Jobe Jared B, Adams Alexandra K, Henderson Jeffrey A, Karanja Njeri, Lee Elisa T, Walters Karina L
Division of Cardiovascular Sciences, National Heart, Lung, and Blood Institute, Bethesda, MD, USA.
J Prim Prev. 2012 Aug;33(4):153-9. doi: 10.1007/s10935-012-0277-9.
American Indian and Alaska Native (AI/AN) populations bear a heavy burden of cardiovascular disease (CVD), and they have the highest rates of risk factors for CVD, such as cigarette smoking, obesity, and diabetes, of any U.S. population group. Yet, few randomized controlled trials have been launched to test potential preventive interventions in Indian Country. Five randomized controlled trials were initiated recently in AI/AN communities to test the effectiveness of interventions targeting adults and/or children to promote healthy behaviors that are known to impact biological CVD risk factors. This article provides a context for and an overview of these five trials. The high burden of CVD among AI/AN populations will worsen unless behaviors and lifestyles affecting CVD risk can be modified. These five trials, if successful, represent a starting point in addressing these significant health disparities.

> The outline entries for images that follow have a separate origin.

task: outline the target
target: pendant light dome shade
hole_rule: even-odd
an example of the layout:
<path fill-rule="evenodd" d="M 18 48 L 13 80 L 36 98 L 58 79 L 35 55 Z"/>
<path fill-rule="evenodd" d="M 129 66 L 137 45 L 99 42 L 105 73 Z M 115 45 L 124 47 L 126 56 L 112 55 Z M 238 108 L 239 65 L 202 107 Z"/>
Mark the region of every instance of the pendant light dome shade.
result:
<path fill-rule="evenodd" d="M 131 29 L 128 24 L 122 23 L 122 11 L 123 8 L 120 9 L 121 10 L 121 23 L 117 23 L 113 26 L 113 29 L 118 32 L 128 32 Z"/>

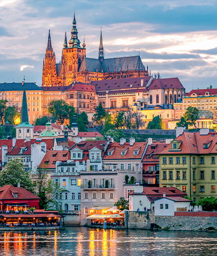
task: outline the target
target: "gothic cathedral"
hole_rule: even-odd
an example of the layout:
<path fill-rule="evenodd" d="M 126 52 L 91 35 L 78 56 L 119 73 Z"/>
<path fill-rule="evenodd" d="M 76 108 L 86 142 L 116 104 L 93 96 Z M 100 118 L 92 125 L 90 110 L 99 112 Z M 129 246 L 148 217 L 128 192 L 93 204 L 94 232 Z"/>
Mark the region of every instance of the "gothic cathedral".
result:
<path fill-rule="evenodd" d="M 139 56 L 105 59 L 101 31 L 98 59 L 86 57 L 86 45 L 78 38 L 75 13 L 71 39 L 65 33 L 61 59 L 56 63 L 50 31 L 43 61 L 42 86 L 68 86 L 74 82 L 89 83 L 92 81 L 148 76 Z"/>

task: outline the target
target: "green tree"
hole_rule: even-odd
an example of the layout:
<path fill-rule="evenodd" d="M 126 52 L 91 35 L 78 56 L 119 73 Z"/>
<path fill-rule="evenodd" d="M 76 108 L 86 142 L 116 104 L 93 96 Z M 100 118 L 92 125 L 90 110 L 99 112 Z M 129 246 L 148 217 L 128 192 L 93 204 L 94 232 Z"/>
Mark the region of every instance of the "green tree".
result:
<path fill-rule="evenodd" d="M 140 111 L 135 111 L 133 113 L 133 119 L 137 129 L 144 127 L 145 125 L 144 117 L 144 115 Z"/>
<path fill-rule="evenodd" d="M 183 115 L 183 117 L 190 125 L 193 125 L 196 127 L 196 120 L 198 119 L 199 112 L 197 107 L 189 106 Z"/>
<path fill-rule="evenodd" d="M 197 204 L 201 205 L 204 211 L 211 211 L 212 210 L 217 210 L 217 199 L 213 197 L 205 197 L 201 199 Z"/>
<path fill-rule="evenodd" d="M 63 100 L 52 100 L 48 105 L 48 113 L 51 114 L 55 120 L 60 121 L 61 124 L 69 119 L 70 106 Z"/>
<path fill-rule="evenodd" d="M 135 139 L 135 141 L 138 142 L 139 139 L 138 138 L 137 134 L 135 132 L 132 132 L 131 134 L 131 138 L 134 138 Z"/>
<path fill-rule="evenodd" d="M 129 210 L 129 201 L 124 197 L 120 197 L 117 202 L 115 204 L 117 208 L 121 211 Z"/>
<path fill-rule="evenodd" d="M 112 123 L 112 118 L 111 114 L 106 113 L 105 117 L 105 122 L 103 129 L 102 129 L 102 134 L 105 134 L 109 130 L 114 130 L 114 125 Z"/>
<path fill-rule="evenodd" d="M 117 129 L 115 130 L 109 130 L 105 135 L 105 139 L 106 136 L 110 136 L 113 138 L 115 141 L 119 142 L 121 138 L 125 138 L 125 136 L 122 130 Z"/>
<path fill-rule="evenodd" d="M 39 166 L 36 173 L 32 174 L 32 178 L 35 181 L 36 194 L 40 197 L 40 209 L 55 209 L 55 206 L 61 205 L 61 194 L 64 190 L 58 182 L 48 178 L 46 169 Z M 58 199 L 56 196 L 57 194 Z"/>
<path fill-rule="evenodd" d="M 93 120 L 97 123 L 102 125 L 105 115 L 105 110 L 102 107 L 102 104 L 100 103 L 96 108 L 96 113 L 93 115 Z"/>
<path fill-rule="evenodd" d="M 17 187 L 19 182 L 20 187 L 31 192 L 33 192 L 33 184 L 29 172 L 25 172 L 23 160 L 15 158 L 10 160 L 0 172 L 0 187 L 11 185 Z"/>
<path fill-rule="evenodd" d="M 12 128 L 11 131 L 11 137 L 12 139 L 16 137 L 16 128 Z"/>
<path fill-rule="evenodd" d="M 115 117 L 115 127 L 118 129 L 121 128 L 124 124 L 124 112 L 118 112 Z"/>
<path fill-rule="evenodd" d="M 155 117 L 152 121 L 150 121 L 148 123 L 147 129 L 161 129 L 162 126 L 162 121 L 161 118 L 160 118 L 159 116 Z"/>
<path fill-rule="evenodd" d="M 182 117 L 180 121 L 176 123 L 176 127 L 185 127 L 185 128 L 187 129 L 188 127 L 188 123 L 185 120 L 183 117 Z"/>
<path fill-rule="evenodd" d="M 4 124 L 4 117 L 5 116 L 5 109 L 7 108 L 7 100 L 0 100 L 0 118 L 2 124 Z"/>

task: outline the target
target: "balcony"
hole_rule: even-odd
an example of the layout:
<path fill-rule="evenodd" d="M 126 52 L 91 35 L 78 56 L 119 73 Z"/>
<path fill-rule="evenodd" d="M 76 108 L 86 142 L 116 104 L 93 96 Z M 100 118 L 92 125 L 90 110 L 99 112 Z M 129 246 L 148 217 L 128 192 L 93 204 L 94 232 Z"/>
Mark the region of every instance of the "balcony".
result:
<path fill-rule="evenodd" d="M 101 162 L 101 159 L 90 159 L 90 162 Z"/>
<path fill-rule="evenodd" d="M 81 189 L 114 189 L 115 185 L 110 185 L 105 187 L 105 185 L 91 185 L 90 186 L 85 185 L 81 185 Z"/>

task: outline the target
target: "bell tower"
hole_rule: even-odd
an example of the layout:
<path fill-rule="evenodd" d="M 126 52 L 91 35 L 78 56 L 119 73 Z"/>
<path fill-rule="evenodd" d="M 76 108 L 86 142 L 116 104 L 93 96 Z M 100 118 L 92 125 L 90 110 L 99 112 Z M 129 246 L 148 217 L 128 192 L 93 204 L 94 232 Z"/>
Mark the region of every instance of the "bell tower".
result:
<path fill-rule="evenodd" d="M 45 57 L 43 60 L 43 71 L 42 75 L 42 86 L 56 86 L 57 74 L 55 52 L 51 44 L 51 34 L 48 34 L 48 45 L 46 48 Z"/>

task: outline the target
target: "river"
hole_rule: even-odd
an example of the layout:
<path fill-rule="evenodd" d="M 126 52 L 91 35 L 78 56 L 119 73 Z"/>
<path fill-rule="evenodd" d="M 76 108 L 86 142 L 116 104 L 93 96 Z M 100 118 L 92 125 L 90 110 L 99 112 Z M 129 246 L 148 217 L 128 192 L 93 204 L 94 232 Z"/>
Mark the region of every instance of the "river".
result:
<path fill-rule="evenodd" d="M 214 255 L 217 233 L 92 229 L 0 231 L 0 255 Z"/>

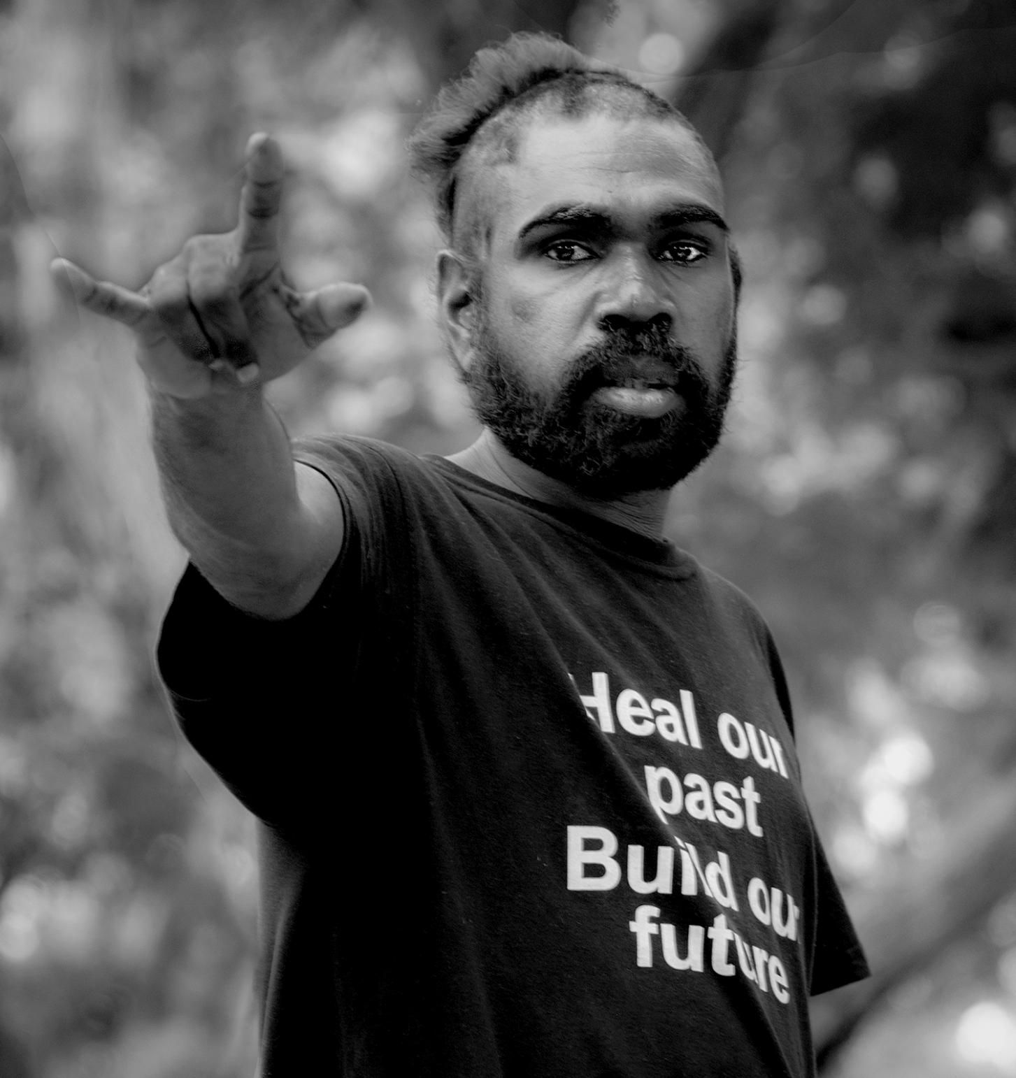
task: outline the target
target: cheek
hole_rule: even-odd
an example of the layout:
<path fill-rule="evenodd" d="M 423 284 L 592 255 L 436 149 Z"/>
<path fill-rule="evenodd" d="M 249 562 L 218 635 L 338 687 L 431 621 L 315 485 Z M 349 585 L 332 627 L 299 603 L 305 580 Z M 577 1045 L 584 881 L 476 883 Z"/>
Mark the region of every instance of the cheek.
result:
<path fill-rule="evenodd" d="M 532 296 L 527 295 L 512 296 L 509 309 L 511 312 L 512 319 L 516 321 L 525 323 L 536 321 L 536 315 L 537 315 L 536 303 Z"/>

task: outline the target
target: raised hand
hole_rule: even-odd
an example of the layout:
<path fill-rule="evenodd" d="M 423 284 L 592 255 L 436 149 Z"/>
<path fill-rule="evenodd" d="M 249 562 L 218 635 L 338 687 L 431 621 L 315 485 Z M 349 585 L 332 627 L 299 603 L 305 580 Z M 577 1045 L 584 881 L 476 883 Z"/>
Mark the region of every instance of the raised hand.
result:
<path fill-rule="evenodd" d="M 138 292 L 98 281 L 67 259 L 51 270 L 83 307 L 129 327 L 138 362 L 161 392 L 179 399 L 235 392 L 292 370 L 370 301 L 359 285 L 298 292 L 283 278 L 278 143 L 247 143 L 236 229 L 193 236 Z"/>

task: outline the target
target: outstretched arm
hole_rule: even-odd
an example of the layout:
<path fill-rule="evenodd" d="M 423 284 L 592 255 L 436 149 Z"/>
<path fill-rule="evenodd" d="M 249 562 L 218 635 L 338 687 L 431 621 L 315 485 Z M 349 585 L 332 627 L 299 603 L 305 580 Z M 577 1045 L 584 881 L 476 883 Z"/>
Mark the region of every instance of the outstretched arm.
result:
<path fill-rule="evenodd" d="M 139 292 L 66 259 L 53 264 L 78 303 L 133 330 L 170 526 L 224 598 L 265 618 L 310 602 L 339 553 L 343 521 L 324 476 L 294 467 L 262 387 L 369 301 L 355 285 L 302 293 L 285 282 L 283 172 L 277 143 L 253 136 L 237 227 L 192 237 Z"/>

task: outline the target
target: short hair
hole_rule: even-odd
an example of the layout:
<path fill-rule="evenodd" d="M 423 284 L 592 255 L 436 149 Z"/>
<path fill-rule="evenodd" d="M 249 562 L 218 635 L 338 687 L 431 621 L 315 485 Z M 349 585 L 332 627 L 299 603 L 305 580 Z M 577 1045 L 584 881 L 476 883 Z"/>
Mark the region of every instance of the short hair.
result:
<path fill-rule="evenodd" d="M 469 162 L 477 154 L 479 164 L 514 160 L 522 121 L 539 109 L 573 118 L 606 112 L 672 120 L 716 168 L 699 133 L 658 94 L 550 34 L 514 33 L 476 53 L 409 140 L 413 170 L 433 184 L 438 226 L 449 243 L 455 239 L 456 198 Z"/>

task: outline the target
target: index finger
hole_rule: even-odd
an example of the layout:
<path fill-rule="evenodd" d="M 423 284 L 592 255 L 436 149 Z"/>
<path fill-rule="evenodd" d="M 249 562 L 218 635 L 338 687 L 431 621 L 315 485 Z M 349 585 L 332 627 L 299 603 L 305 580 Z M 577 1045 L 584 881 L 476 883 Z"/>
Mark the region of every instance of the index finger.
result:
<path fill-rule="evenodd" d="M 278 244 L 278 209 L 286 166 L 278 142 L 264 134 L 251 135 L 239 194 L 239 249 L 256 251 Z"/>

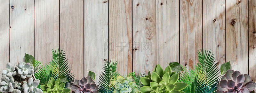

美国印第安人和阿拉斯加原住民(AI/AN)群体承受着心血管疾病(CVD)的沉重负担,而且在所有美国人群体中,他们患CVD风险因素的比例最高,如吸烟、肥胖和糖尿病。然而,在印第安地区开展的用于测试潜在预防干预措施的随机对照试验却很少。最近在AI/AN社区启动了五项随机对照试验,以测试针对成人和/或儿童的干预措施的有效性,这些干预措施旨在促进已知会影响CVD生物风险因素的健康行为。本文为这五项试验提供了背景信息并进行了概述。除非能够改变影响CVD风险的行为和生活方式,否则AI/AN人群中CVD的高负担将会加剧。如果这五项试验取得成功,将成为解决这些重大健康差距问题的一个起点。